Omedes, who is a pastry chef, explains that “at most I can work six hours straight, after four I no longer feel well. And whoever hires you benefits from the aid and you continue to have crappy contracts, as a pawn”. Companies receive financial aid to hire people with disabilities and, at the same time, workers have a very restricted labor market, because they cannot do according to what. For many years, MIFAS has had a branch in which they guide those people who need to integrate into the labor market, through its job exchange. “I’ve thought about what will happen when I have to work,” says Banomar, “but I don’t think it can be scary. It is true that, by law, a percentage must be left for people with disabilities, but to what extent is it respected? What kind of people are they for? The places are somewhat fictitious.” “They are usually reserved for janitors or cleaning people and that makes me a little desperate. It’s not that you don’t want to do it, but if you have training (of whatever kind) and you want to dedicate yourself to it, when you look for work you can’t find it”, says Omedes, who will go to a flat when the training is over that the club has reserved for its players, he will spend the night there and leave the next day by train Barcelona. Omedes is not the only one who is not from the city.
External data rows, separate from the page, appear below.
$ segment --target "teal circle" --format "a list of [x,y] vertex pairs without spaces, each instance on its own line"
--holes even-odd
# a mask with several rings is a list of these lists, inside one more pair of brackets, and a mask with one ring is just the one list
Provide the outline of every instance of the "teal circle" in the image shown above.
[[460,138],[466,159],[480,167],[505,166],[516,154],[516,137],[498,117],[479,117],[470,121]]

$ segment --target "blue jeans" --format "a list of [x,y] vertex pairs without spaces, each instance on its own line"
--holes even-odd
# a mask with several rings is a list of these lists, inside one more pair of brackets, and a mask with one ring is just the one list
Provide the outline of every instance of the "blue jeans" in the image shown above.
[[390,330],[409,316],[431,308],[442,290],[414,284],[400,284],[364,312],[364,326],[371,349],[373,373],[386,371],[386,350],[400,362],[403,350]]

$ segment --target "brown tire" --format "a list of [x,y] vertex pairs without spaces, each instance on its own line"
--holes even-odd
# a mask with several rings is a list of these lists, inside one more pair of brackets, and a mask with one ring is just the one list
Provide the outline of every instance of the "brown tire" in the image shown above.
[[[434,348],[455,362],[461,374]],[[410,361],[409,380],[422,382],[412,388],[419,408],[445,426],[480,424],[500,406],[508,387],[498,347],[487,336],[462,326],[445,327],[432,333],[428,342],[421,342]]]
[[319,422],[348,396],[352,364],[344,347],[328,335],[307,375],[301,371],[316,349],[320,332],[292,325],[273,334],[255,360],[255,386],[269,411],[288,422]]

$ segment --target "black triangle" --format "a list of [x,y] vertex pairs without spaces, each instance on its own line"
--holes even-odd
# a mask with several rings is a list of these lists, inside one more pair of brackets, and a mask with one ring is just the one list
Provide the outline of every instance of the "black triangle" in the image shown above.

“We had the goal of going to the play-off in the National League (out of six teams, four qualify), but it’s been a little complicated for us. But we hope that people will come to see us in Fontajau, because there will be an indescribable spirit of overcoming”, emphasize three members of the RehaGirona Basketball Girona. The others are in Joseph Tatchéin Victor Niubóin Save Huescasin Raul Ortizin Manu Herasl’Angel Columbusl’Ander Bermúdezin Javier Aldamiin Franklin Gonzalez in a David Joffre. They are a great example.